House of Captain Shellswell, Political Officer, Anah, Upper Euphrates
May 2, 1920
You can’t imagine what a relief it has been to reach this beautiful, palm shaded village stretching nearly five miles as it struggles along the Euphrates filling entirely the narrow margin between the cliffs of the desert plateau and the shores of the river below, much as we have so often seen it in Nubia. The houses all about us are shattered and fallen, knocked down by the explosion of a huge ammunition dump placed here by the Turks and blown up by the British after their capture of the place. The ground all about is littered with large caliber shells ..
Aneh: Turkish and Arab bridges located below the town; both destroyed. (N. 3764, P. 7324)
Yesterday morning I put together the baggage in two lots, one which Luckenbill and I would take with us to Anah, and the other everything which was to be left with the boys. I planned to make a break with Luckenbill for this place and get additional transport to go back for the boys. I had been wondering all night what results might accrue from a telegram which I had written at once after the crippling of our second car, asking the Chief Officer at Anah to send us help. I sent it back to Hadîtha by our trustiest Indian driver. Just as we had got our three cars started after exasperating obstacles and delays, and Luckenbill and I were driving off to Anah, leaving the boys in the desert, we saw dust far down the road. A car at length emerged and I found in it as it approached a Sikh and a Ghurka with a good repair outfit. They said they had run out and repaired a car with a broken wheel and that it would be along in a few minutes. It was of course our derelict,—that is No.1. Sure enough as I looked eastward, I saw our car coming, accompanied by two Red Cross ambulances. In a quarter of an hour all our stuff was loaded, the boys sat each with the driver of a van, and we rolled off for Anah. A mile or two up the road, a fine looking young Englishman came along and greeted us cordially, asking me to take the vacant seat beside him in his smart-looking, special bodied Ford run-about. He was the transport officer from Hît, sent out to see that we got in. I rode very comfortably with him for the remaining 25 miles, and had a pleasant visit with him. We passed two long transverse lines of Turkish trenches, and a large masonry bridge over a wide deep wadi, which the Turks blew up as they retreated. We were obliged to ascend the wadi in a short detour in order to cross it.
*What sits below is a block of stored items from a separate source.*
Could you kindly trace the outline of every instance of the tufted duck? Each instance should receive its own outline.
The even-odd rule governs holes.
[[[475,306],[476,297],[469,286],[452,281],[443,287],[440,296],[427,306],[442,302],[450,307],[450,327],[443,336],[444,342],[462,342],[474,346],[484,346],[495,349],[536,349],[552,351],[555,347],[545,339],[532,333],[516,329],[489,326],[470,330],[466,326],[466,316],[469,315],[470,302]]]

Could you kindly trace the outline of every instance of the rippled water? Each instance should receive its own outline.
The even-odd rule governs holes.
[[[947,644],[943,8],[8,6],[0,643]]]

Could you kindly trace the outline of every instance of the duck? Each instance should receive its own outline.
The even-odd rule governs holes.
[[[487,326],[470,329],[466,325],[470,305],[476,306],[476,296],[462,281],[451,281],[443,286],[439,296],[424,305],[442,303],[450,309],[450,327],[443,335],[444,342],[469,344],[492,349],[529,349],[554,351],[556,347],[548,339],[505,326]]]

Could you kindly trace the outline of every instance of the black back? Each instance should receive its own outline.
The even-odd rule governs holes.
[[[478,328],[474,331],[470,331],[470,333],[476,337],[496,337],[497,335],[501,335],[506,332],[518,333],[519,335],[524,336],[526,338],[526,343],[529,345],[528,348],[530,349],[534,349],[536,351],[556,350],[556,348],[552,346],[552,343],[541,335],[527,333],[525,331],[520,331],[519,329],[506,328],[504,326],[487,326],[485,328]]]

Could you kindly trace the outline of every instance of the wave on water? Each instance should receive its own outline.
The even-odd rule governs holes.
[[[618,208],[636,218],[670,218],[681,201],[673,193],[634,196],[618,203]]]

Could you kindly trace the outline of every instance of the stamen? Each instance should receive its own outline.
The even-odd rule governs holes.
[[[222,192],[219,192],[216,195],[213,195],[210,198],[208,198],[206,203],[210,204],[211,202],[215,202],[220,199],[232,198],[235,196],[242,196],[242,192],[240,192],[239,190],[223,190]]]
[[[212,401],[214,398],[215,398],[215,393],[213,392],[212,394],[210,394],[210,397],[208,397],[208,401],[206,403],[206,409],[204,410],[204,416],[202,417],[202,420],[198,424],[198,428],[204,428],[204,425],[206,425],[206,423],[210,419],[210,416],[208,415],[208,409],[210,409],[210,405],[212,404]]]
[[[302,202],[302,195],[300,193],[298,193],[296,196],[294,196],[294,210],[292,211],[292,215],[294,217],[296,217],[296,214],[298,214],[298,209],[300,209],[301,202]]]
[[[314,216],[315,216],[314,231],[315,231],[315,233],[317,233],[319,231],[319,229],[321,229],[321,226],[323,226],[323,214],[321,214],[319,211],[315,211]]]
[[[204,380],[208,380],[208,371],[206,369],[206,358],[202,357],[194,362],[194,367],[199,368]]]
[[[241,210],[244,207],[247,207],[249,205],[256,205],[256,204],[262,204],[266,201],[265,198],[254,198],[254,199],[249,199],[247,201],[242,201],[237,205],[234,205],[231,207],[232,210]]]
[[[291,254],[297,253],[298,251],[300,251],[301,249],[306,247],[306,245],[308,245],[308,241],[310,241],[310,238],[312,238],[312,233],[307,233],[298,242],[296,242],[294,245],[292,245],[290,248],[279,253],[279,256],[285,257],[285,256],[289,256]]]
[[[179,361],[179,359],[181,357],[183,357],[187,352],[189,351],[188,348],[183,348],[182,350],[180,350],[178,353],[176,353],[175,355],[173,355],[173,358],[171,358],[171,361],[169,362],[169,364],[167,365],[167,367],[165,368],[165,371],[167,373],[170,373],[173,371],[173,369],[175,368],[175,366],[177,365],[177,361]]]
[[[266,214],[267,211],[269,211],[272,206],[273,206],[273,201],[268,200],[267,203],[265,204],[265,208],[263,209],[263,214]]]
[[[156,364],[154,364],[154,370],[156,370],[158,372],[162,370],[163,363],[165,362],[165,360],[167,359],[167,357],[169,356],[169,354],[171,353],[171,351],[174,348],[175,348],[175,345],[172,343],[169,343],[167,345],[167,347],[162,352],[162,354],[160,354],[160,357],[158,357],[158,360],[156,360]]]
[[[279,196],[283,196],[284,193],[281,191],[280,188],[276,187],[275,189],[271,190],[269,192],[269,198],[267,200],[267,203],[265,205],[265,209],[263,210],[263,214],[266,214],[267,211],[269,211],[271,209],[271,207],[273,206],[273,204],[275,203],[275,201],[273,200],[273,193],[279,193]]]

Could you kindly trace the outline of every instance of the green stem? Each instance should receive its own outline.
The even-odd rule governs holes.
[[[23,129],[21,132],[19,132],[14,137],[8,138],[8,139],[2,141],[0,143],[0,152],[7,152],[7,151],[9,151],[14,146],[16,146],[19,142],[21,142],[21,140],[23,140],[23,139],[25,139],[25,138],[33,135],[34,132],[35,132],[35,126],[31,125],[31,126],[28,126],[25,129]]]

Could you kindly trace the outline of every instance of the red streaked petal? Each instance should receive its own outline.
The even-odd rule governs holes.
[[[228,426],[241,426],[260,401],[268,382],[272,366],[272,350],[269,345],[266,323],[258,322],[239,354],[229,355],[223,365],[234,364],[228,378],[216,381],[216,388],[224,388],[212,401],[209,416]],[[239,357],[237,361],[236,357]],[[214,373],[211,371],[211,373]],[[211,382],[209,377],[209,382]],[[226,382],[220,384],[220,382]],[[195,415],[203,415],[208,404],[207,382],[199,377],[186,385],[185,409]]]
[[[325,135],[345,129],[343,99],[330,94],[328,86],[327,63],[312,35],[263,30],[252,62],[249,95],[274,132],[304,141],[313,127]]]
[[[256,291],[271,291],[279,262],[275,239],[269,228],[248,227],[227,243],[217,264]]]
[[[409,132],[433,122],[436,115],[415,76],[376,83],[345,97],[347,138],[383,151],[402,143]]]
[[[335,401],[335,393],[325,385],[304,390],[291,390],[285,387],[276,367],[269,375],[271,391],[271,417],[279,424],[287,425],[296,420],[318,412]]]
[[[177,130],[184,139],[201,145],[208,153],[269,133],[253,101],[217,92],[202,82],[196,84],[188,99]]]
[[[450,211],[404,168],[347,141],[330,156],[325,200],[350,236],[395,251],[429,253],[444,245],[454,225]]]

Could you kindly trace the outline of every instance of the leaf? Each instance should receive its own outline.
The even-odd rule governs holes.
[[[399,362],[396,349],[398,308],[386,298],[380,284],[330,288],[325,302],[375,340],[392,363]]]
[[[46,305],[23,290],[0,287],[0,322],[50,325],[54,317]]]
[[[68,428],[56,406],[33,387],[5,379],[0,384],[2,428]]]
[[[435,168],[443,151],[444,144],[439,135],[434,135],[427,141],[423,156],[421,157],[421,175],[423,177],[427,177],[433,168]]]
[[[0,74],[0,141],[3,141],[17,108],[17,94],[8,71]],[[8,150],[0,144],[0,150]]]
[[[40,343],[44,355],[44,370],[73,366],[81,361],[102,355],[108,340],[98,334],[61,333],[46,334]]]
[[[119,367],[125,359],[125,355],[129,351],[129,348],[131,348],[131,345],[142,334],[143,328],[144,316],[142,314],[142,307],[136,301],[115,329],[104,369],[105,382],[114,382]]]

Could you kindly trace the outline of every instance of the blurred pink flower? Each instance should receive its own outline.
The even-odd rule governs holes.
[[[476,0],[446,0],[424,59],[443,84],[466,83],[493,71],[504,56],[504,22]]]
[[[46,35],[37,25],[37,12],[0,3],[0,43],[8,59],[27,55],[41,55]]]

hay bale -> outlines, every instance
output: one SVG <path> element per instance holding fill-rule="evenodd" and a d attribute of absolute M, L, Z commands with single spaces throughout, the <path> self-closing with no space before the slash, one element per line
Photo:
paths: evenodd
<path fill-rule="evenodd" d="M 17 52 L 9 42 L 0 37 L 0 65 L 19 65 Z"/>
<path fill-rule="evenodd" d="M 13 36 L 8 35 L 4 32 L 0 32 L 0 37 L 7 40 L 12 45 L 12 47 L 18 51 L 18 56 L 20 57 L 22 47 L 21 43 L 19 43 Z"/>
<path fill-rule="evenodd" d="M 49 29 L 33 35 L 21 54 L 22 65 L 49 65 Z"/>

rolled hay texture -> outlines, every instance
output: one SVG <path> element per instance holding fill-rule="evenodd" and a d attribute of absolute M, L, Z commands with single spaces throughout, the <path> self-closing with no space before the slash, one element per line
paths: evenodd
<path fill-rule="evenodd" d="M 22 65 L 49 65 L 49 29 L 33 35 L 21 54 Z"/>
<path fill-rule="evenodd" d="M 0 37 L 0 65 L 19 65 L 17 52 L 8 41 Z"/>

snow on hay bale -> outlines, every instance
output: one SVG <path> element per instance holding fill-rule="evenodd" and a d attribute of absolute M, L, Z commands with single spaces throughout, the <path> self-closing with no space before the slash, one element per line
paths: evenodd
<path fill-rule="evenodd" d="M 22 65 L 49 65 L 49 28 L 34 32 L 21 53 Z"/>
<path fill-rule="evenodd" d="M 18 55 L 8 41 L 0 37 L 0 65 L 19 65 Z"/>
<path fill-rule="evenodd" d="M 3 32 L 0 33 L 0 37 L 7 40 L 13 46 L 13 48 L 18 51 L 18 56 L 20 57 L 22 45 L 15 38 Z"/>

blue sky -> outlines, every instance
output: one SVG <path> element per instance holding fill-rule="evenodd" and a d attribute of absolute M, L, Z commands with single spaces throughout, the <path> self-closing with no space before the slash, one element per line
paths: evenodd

Anah is nearly five miles long as I have already told you, and the straggling houses all along the way were many of them surmounted by a crooked pole mounted straight up on the roof. This pole had once carried a white flag, a token that the inhabitants of the house below were friendly, but in every case it had been carried away by the strong winds, and as a signal it was no longer necessary. As we drove into the fine looking serail, Captain Shellswell came out to greet us, and showed us rooms in the serail building, which is also his house. It was not yet lunch time.
After lunch Captain Shellswell and I drove up to the camp at the other end of the long village. He told me that he had been very anxious about us because he had been listening in on the telegraph wire which is also used for telephone and knowing the Morse code, had happened to hear my message calling for help. So it was the telegram which did the business. He said that raiding by hostile Arabs was still going on. Just two months ago there was a considerable battle between the Arabs and the British here. Shellswell and I went on to the camp and called on the commandant, Colonel Hardy, a Canadian. He kindly consented to send a telegram to the chief in Abu Kamal, asking for transport to fill up our gap. At the same time Captain Shellswell also sent one to Colonel Leachman, Political Officer at Abu Kamal, with a similar request. I then returned for some rest, fairly certain that we would be able to move the next (this) morning.